Moreover, you can have free DataMemory (if you look using ndb_mgm -e "all dump 1000" , then check the cluster log what it prints out) , but still fail to do one insert with the error message "Table full", because the allocator cannot grow the table with 18.75%, because there are not enough free pages in the DataMemory page pool!!

E.g, the table is currenty uses 1000 pages, next allocation will force the table to allocate 200 additional pages, but there are only 199 pages available in the DataMemory page pool! Then you will get the "Table full" error message. However, another table may of course be able to do the allocation.

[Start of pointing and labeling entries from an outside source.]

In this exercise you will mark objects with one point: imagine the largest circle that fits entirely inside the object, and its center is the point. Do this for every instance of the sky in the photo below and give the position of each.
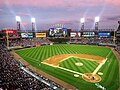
(67, 12)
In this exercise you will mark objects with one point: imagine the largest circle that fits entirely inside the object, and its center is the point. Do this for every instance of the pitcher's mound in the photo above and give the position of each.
(79, 64)
(91, 78)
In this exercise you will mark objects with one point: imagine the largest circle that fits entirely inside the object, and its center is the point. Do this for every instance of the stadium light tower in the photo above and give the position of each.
(82, 21)
(18, 19)
(97, 19)
(33, 24)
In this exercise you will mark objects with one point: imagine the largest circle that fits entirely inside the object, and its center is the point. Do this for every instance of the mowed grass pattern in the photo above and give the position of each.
(110, 69)
(88, 65)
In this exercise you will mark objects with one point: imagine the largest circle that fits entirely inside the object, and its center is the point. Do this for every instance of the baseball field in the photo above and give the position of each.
(84, 67)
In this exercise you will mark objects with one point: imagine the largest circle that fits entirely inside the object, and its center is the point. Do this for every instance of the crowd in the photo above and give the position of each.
(12, 77)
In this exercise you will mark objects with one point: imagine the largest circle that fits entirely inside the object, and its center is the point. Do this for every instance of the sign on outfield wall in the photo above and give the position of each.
(40, 35)
(9, 31)
(75, 34)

Best practice is to never fill up your database with more than 80% of the DataMemory because of this, and the fact that during System Restart the data nodes may recover the data in another order than you inserted it (thus the alllocator may have succeeded to insert the data into the database, but during recovery the allocation pattern may, and is likely to, be different), thus it may be impossible to recover your data in case of a cluster failure.

Deallocation
  • A delete resulting in a free page, will not return the free page to DataMemory page pool! It will still be associated with the table it was allocated to. Thus, a "DELETE FROM table1" will not free up any pages. The pages are still bound to table1, and subsequent inserts will be made on the pages already associated with the table.
  • truncate/drop table will release the pages to the DataMemory page pool.
  • In 5.0 - rolling restarts of the data nodes will reclaim and defragment empty pages.
  • In 5.1 - rolling restarts of the data nodes will not defragment empty pages. This has to do with a new faster node recovery protocol, called Optimized Node Recovery.
Please note that you can use ndb_mgm -e "all report mem" to view the memory utilization.

Thanks Jonas and Tomas at MySQL for your input on this.

2 comments:

unique said...

How to recover if the datamemory is full?..

Johan Andersson said...

Not sure what your cluster is in right now (started, stopped..)..

Started:
The easiest is to increase the DataMemory in config.ini and restart the management servers and then the data nodes one by one.

Stopped:
Increase the DataMemory a little bit and restart the management server and the data nodes (just by typing 'ndbd').